Variations of a gene
The scientists found that patients with two copies of a variant of IL10 called IL10-592A variant (the A/A genotype) were half as likely to develop severe acute graft-vs.-host disease than patients with the C/C genotype. The letters refer to differences in DNA sequence at a particular position within the IL10 gene. Patients with one copy of each variant (A/C genotype) had an intermediate level of risk. In addition, patients with the favorable A/A genotype had a three-year death rate of 13 percent, while those with either the A/C or C/C genotype had three-year death rates of about 25 percent. The researchers do not yet know how the differences in DNA sequence affect the IL10 gene, although they suspect that it leads to increased production of interleukin-10.
Hansen said that eventually doctors will have the power to assemble a genetic profile of potential transplant recipients through DNA sequencing of IL10 and other genes found to affect a patient's response to treatment.
"This will enable us to individualize outcome analysis and prediction," he said. Among the practical applications is more comprehensive counseling for patients considering a transplant.
"When discussing options with a patient, a routine decision that must be made is when is the appropriate time to undertake a transplant," Hansen said. "Currently we consider the patient's diagnosis and stage of disease, age, HLA match and whether the patient has other medical conditions to make that decision. Genetic testing would give us another dimension. A patient with a favorable genotype and a matched donor might want to proceed with a transplant sooner rather than later."
Hansen said that an unfavorable genotype might be an indication for adjusting the dose of administered drugs or it might guide the choice of the type of transplant for an individual patient, for example a mini-transplant versus conventional transplant.
"In addition, the finding that IL10 genotype affects transplant outcome creates a rationale for developing new agents and drug therapy that might enhance the IL-10 effect," he said. "For example, this might provide impetus for seeking new agents we could administer that might modulate a patient's levels of interleukin-10."
Susceptibility and outcome
Hansen said that it is not yet known whether the association of IL10 genotype and graft-vs.-host disease will hold true for transplants between unrelated individuals. A study to address this question is now under way.

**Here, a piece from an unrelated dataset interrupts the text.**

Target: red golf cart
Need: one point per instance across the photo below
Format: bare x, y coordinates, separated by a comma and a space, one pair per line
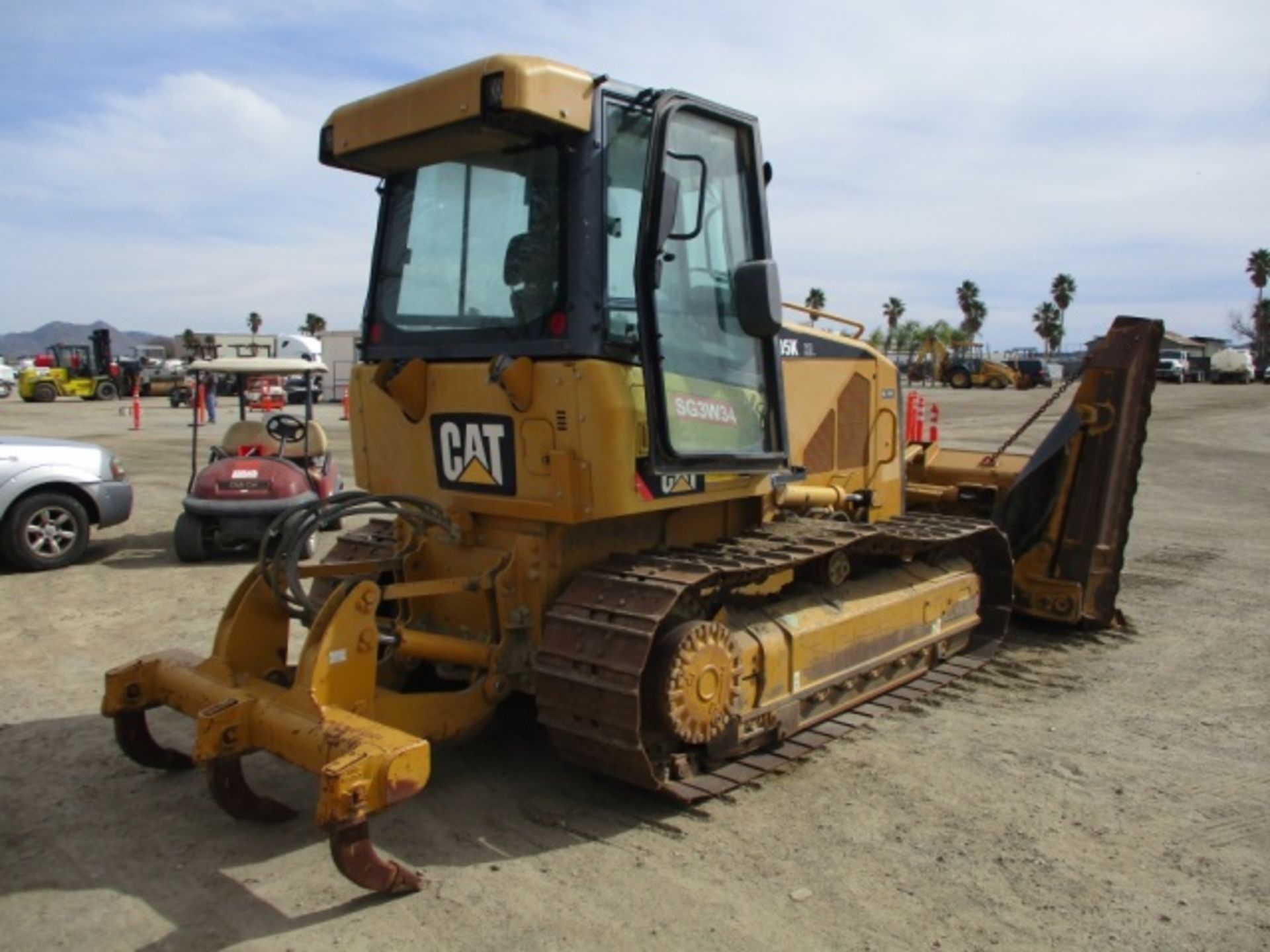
261, 467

The findings also help to explain why the incidence of acute graft-vs.-host disease differs among ethnic groups, Lin said. "Asians have a much lower reported incidence of acute graft-vs.-host disease than Caucasian patients," he said. "The frequency of the A/A genotype among white populations is about 24 percent and is closer to 70 percent in Japanese and Taiwanese populations."
Lin and colleagues at the National Taiwan University have recently found that IL10 genotype also correlates with outcome of hepatitis C virus infection, a disease that is prevalent in Asia.
"I believe that in the future we will see many more examples where genetic variation in immune-response genes affects disease susceptibility and outcome," he said.